798 reviews13 followers
May 9, 2020
In Winning the War Within, Jason Vallotton, explored the topic of the war that is within us and how we all try and avoid the conflicts in life. He looked how Jesus describes a believer’s life and how in His name we can cast out demons, speak in tongues, pick up snakes, and place hands on people believing for their healing. He shared how we all have suffering and storms in life and we have to learn to preserve. In the book, he reveals the heartache he experienced when his wife left him after nine years. He describes how he dealt with his loneliness, disappointment, rejection, and the pain of letting go of the vision of happier ever after. He explains how we was able to work through his pain of prison and to get wholeness.

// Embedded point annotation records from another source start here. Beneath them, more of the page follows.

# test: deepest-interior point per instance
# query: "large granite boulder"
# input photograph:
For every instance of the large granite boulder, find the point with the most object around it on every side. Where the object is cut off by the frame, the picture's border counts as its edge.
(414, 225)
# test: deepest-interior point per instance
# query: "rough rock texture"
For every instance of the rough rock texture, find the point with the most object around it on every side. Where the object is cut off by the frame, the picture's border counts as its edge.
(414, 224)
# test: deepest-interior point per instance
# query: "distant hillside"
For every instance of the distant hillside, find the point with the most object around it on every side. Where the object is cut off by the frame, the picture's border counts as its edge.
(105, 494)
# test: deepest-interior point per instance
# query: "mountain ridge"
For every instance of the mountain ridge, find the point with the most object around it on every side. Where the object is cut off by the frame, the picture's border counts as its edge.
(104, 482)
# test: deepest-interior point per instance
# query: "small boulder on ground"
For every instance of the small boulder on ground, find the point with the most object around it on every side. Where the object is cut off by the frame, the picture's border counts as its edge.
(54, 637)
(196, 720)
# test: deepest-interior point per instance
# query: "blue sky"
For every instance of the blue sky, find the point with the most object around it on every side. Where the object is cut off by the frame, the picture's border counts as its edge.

He explored the concept of the God’s spot and he asked everyone to look at who we are putting at the center of our lives. He shared how he struggled with this and he put his wife in his God’s spot. He expressed how he had a high pleaser personality and he hated conflict. He backs this up by looking at Psalms 23 and how this scripture explains how God is our Shepherd and how God is with us through the valley of the shadow of death. He discovered four ways to re-center our God spot and how we can let God back on the throne over our lives. He traces back to his childhood and how he struggled with fear and how it even led to him in accepting Christ a lot of this was out of fear of being left behind after watching a film. In his childhood, he sneaked into his parents to sleep on their floor and he had fears of dying and being alone. When he was fourteen-year-old he shared how he hated being home alone and how he would load a gun every day in case someone broke into their home. He revealed how he was taught by his dad to take every thought captive and how he learned to change his thoughts. He was able to overcome strongholds of fear and to recognize the lies before they took over control of his life.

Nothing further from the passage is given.